- 05 Jun 2025
-
DarkLight
-
PDF
Deploying high availability clusters
- Updated on 05 Jun 2025
-
DarkLight
-
PDF
High Availability (HA) IAG deployments ensure continuous service availability by maintaining one active gateway server with multiple standby nodes ready to take over in case of failure. This guide covers the procedures for configuring both all-in-one HA clusters and HA clusters with distributed execution.
Prerequisites
Before configuring an HA cluster, ensure you have:
- Multiple IAG server nodes installed and ready for configuration
- Access to configure an shared database (etcd or Amazon DynamoDB)
- Valid SSL certificates for each node
- Administrative access to Gateway Manager
Configuring All-in-One HA Clusters
Step 1: Configure the shared database
All nodes in the HA cluster must connect to the same shared database to coordinate leadership and share cluster state information. You can choose to use either an etcd or Amazon DynamoDB database based on your infrastructure preferences and requirements.
etcd
- Set up your etcd database following the etcd database configuration procedures
- Ensure all gateway servers can connect to the etcd instance
- Verify network connectivity and firewall rules allow etcd communication
Amazon DynamoDB
- Set up your DynamoDB database following the Amazon DynamoDB table configuration procedures
- Configure appropriate AWS credentials and permissions for all gateway servers
- Verify network connectivity and AWS access from all nodes
Step 2: Enable high availability mode
Configure HA mode on all gateway servers in the cluster:
- On each gateway server, edit the gateway configuration file
- Set the
GATEWAY_CONNECT_SERVER_HA_ENABLED
configuration variable totrue
- Set the
GATEWAY_APPLICATION_CLUSTER_ID
to your desired cluster identifier, all nodes must share the same cluster ID - These settings must be applied to all controller nodes that will participate in the HA cluster
Step 3: Designate the primary node
Identify which gateway server should be the preferred active node:
- On your designated primary gateway server, set the
GATEWAY_CONNECT_SERVER_HA_IS_PRIMARY
configuration variable totrue
. This ensures the primary node will maintain the connection to Gateway Manager when it is online and available. - Leave this setting as
false
(or unset) on all other nodes in the cluster.
Step 4: Configure SSL certificates
Each gateway server in the cluster requires its own SSL certificate configuration:
- On each gateway server, configure the following variables:
GATEWAY_CONNECT_CERTIFICATE_FILE
: Path to the SSL certificate fileGATEWAY_CONNECT_PRIVATE_KEY_FILE
: Path to the private key file
- Each gateway server can use its own unique certificate and key pair or they can share a common certificate
Step 5: Register the gateway cluster with Gateway Manager
Follow the procedures for Creating gateway clusters to add your HA cluster to Gateway Manager.
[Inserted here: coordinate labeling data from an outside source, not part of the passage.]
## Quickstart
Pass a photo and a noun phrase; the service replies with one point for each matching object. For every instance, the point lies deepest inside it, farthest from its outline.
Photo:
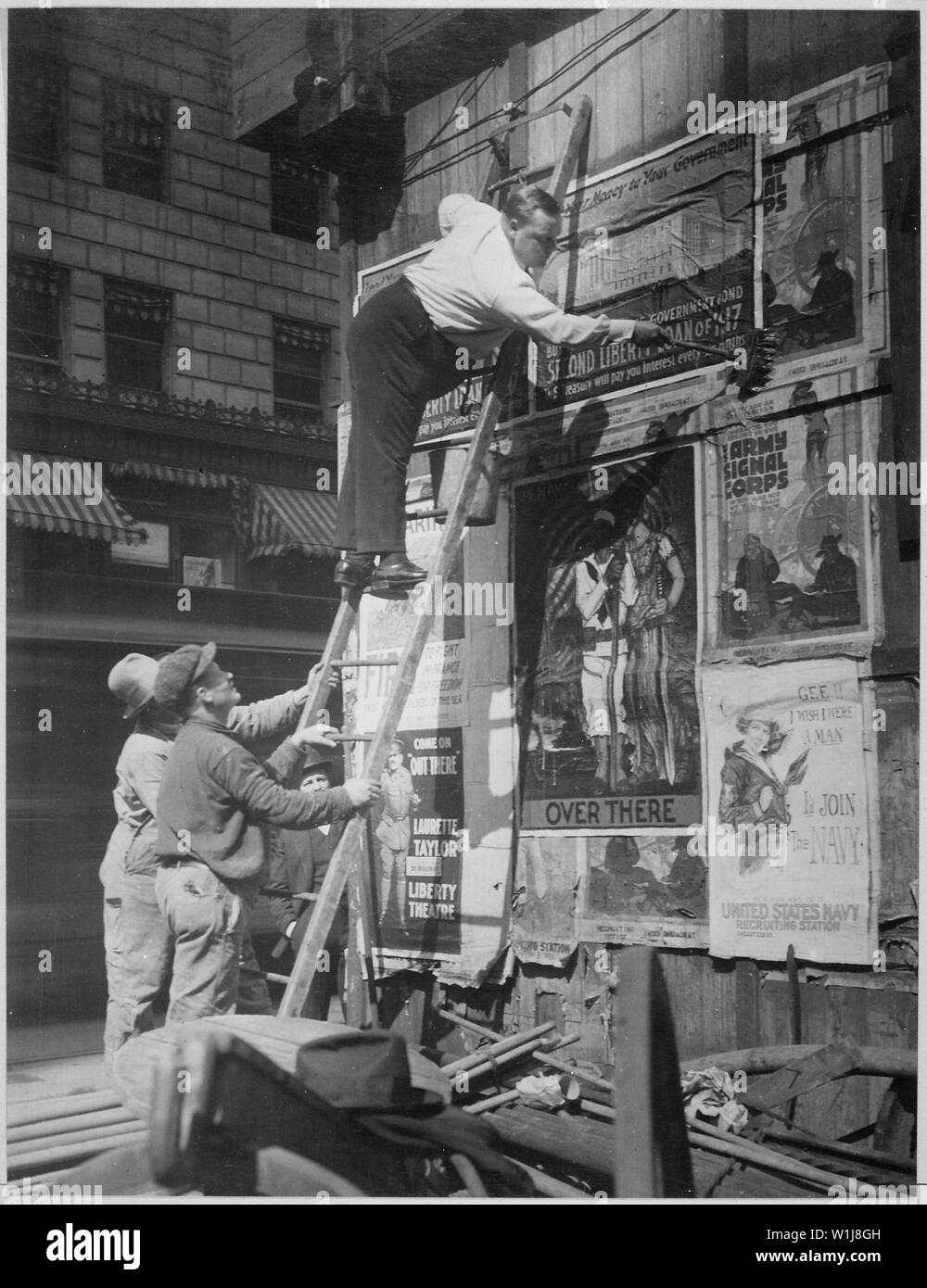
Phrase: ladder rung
(363, 661)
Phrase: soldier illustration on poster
(643, 889)
(753, 799)
(606, 652)
(818, 217)
(418, 845)
(794, 562)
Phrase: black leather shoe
(355, 571)
(395, 572)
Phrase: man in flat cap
(298, 865)
(135, 935)
(213, 811)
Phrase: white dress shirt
(476, 291)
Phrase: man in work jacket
(416, 339)
(135, 935)
(213, 811)
(298, 865)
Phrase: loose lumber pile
(45, 1135)
(571, 1149)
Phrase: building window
(299, 350)
(298, 198)
(208, 554)
(134, 133)
(134, 322)
(36, 106)
(33, 291)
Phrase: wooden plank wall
(641, 69)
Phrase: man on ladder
(418, 337)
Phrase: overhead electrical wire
(474, 148)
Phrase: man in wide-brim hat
(214, 808)
(135, 935)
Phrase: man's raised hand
(362, 791)
(649, 333)
(315, 736)
(302, 694)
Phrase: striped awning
(65, 495)
(283, 518)
(171, 474)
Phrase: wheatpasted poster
(787, 831)
(606, 611)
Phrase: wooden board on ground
(276, 1039)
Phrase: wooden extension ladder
(347, 852)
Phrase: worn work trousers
(208, 920)
(399, 362)
(139, 952)
(141, 940)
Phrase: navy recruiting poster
(787, 835)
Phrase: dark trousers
(399, 362)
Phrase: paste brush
(761, 350)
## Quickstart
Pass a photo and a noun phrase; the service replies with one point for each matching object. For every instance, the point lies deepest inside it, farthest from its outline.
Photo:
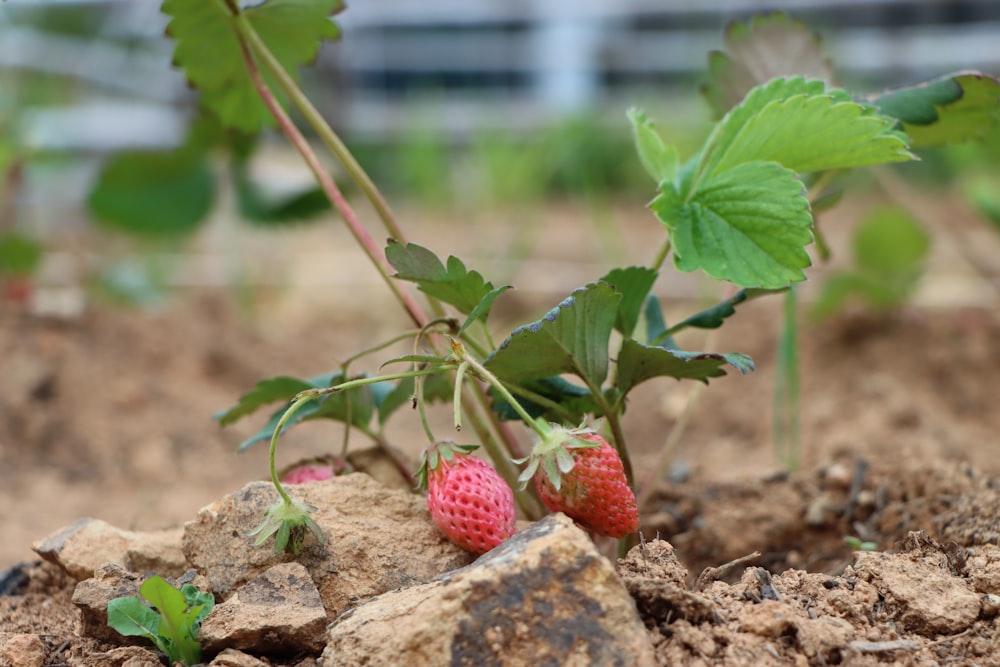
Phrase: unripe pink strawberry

Configure all nodes in your HA deployment with the same GATEWAY_APPLICATION_CLUSTER_ID
. The gateway cluster ID you provide when creating the gateway cluster in Gateway Manager must also match the GATEWAY_APPLICATION_CLUSTER_ID
.
Configuring HA with Distributed Execution
For HA clusters that include runner nodes, follow the all-in-one HA configuration steps above for the gateway servers, then add runner nodes to the cluster.
Additional Steps for Runner Nodes
- Connect runner nodes to shared database: Configure each runner node to connect to the same database (etcd or Amazon DynamoDB) used by the gateway servers
- Configure cluster membership: Ensure runner nodes are configured with the same cluster ID as the gateway servers
- Verify connectivity: Confirm runner nodes can communicate with all gateway servers in the cluster
- Test execution delegation: Verify that any active core server can send execution requests to the runner nodes
For more detailed procedures, see Deploying distributed execution clusters.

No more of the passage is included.